Think about this, if the computer where the program is to be moved from dies, how do you move the program… That kinds of defeat the purpose doesn’t it Or if the software has gone wild because of a hardware glitch what would be the point of moving it.

Mario

maschoen · February 23, 2007, 8:09pm

It’s interesting hearing the different ideas about this subject, but there seems some confusion about what is wanted and what can be done.
I think it should be clear, that there is no built in way to just freeze any process, transport it to another cpu, and expect to have it pick up where it left off. It also should be clear that if you are writing the process, and it has a well defined result, that it should be possible to provide the type of fault tolerance that Albert was asking about. In the hope of opening up the discussion, I’ll describe a project that I recently worked on that does something like the latter.

The requirement was for a very large fast and redundant database. For speed, the database uses a hash algorithm. There is not need to read records sequentially, so this is adequete. Two copies of the database exist on separate nodes, and each node has a resource manager that looks after it. I/O requests are channeled through an interface library to the Active resource manager. That manager handles all reads directly. Updates, adds, and deletes are also forwarded to the Inactive resource manager.

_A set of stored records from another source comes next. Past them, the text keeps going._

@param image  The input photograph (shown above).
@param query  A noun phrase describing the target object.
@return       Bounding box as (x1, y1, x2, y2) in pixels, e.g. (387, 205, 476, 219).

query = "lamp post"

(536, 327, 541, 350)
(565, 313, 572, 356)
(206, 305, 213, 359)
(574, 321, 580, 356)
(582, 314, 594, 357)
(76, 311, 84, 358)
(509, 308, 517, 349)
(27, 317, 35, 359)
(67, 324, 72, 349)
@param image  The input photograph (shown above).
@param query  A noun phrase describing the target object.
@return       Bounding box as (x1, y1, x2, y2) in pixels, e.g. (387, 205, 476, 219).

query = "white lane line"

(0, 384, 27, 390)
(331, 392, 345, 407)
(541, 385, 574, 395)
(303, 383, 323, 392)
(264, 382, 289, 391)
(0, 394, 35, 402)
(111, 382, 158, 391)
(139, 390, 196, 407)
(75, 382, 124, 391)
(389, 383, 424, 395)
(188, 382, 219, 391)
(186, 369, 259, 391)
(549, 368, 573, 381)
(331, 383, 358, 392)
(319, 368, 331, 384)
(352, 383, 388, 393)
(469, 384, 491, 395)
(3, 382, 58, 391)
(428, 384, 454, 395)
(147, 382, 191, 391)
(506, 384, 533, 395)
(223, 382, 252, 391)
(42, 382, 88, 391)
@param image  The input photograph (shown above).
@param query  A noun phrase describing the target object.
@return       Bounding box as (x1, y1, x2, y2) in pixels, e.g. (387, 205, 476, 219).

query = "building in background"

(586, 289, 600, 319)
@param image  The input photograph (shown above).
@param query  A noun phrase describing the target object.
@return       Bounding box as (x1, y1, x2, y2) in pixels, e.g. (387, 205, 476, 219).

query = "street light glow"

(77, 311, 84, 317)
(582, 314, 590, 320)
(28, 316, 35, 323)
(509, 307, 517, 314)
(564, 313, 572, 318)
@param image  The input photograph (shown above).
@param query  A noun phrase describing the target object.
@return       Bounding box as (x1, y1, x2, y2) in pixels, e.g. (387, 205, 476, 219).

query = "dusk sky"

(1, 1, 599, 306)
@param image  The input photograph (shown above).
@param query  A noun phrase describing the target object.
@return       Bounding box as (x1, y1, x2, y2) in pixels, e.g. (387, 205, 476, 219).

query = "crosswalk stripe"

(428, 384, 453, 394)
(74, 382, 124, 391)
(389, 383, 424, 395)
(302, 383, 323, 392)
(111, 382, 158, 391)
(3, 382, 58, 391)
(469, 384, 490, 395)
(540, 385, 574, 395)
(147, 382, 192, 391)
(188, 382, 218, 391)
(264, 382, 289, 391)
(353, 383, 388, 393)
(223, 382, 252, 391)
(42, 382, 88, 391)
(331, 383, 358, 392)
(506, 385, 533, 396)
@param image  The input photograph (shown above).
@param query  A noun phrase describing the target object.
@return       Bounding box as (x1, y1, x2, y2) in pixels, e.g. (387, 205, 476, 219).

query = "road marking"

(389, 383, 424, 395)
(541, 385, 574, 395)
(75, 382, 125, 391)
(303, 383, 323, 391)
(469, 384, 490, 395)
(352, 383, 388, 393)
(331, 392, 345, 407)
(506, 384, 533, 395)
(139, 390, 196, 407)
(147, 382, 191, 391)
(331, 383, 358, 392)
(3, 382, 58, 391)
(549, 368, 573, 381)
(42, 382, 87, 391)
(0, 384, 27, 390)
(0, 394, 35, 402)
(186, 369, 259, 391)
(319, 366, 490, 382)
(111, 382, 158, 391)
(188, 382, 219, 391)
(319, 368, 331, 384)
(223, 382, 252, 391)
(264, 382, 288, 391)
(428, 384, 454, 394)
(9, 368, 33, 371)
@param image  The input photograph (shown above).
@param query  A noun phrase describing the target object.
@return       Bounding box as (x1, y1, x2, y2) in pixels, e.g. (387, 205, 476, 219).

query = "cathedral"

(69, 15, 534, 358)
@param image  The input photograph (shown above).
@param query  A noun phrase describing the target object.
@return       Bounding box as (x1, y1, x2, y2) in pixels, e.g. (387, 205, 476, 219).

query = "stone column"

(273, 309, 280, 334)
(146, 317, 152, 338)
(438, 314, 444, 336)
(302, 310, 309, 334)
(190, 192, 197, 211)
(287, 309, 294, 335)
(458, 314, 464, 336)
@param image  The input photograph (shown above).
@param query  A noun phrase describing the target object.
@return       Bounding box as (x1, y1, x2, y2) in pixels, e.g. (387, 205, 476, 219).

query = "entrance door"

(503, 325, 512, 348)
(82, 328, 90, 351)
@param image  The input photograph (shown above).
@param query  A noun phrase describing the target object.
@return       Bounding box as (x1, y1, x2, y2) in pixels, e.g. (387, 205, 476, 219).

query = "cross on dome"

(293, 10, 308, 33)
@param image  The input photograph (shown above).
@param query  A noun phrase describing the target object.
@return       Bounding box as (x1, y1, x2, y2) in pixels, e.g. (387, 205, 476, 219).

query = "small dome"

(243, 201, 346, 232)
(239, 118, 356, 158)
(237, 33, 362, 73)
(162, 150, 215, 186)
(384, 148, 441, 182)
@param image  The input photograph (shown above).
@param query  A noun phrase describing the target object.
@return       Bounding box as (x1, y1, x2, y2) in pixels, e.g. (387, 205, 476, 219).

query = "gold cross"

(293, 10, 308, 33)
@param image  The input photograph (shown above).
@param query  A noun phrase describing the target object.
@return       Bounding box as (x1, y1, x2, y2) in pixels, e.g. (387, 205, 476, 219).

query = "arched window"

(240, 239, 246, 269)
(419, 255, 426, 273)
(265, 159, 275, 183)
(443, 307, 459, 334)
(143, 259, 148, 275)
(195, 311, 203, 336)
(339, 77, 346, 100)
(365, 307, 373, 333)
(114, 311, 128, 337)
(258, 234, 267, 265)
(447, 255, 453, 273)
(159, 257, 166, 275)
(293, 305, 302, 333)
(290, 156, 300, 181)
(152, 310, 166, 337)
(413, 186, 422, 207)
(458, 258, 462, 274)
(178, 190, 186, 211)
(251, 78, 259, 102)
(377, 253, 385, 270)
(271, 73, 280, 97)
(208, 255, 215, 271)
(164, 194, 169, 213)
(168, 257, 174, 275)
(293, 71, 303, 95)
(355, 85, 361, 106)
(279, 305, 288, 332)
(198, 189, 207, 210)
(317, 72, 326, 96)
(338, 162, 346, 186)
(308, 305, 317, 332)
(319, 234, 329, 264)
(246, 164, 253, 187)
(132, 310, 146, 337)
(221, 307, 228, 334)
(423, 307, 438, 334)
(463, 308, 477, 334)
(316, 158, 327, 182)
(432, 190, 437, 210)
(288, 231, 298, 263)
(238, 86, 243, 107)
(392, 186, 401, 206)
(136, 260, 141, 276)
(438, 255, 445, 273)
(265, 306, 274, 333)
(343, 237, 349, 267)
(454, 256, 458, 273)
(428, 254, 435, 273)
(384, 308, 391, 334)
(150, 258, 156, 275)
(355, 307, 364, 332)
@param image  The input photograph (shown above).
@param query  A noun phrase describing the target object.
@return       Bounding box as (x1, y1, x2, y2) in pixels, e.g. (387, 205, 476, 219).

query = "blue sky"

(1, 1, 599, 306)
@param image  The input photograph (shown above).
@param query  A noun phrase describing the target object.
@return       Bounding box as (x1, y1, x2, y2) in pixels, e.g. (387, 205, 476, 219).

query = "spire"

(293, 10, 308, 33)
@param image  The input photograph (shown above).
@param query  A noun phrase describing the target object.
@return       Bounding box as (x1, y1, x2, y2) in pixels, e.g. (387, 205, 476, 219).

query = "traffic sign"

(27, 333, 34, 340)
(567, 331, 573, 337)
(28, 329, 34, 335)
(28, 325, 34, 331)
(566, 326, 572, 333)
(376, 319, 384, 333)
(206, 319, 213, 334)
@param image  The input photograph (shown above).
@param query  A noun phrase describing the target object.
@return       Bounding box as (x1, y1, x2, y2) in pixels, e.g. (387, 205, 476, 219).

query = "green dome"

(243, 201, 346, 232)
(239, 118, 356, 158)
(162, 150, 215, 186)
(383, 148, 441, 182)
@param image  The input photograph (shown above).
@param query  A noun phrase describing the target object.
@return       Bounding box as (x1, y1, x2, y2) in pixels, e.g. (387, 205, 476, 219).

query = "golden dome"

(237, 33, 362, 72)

If the Active resource manager dies, requests are re-routed, and the Inactive manager becomes active. There are synchronization issues at startup, and when a dead manager comes back to life which must be handled carefully.

The special service that QNX provides that makes this all work is message passing. Clients send messages to resource managers, and the active resource manager sends updates to the inactive manager. I hope this is some good food for thought.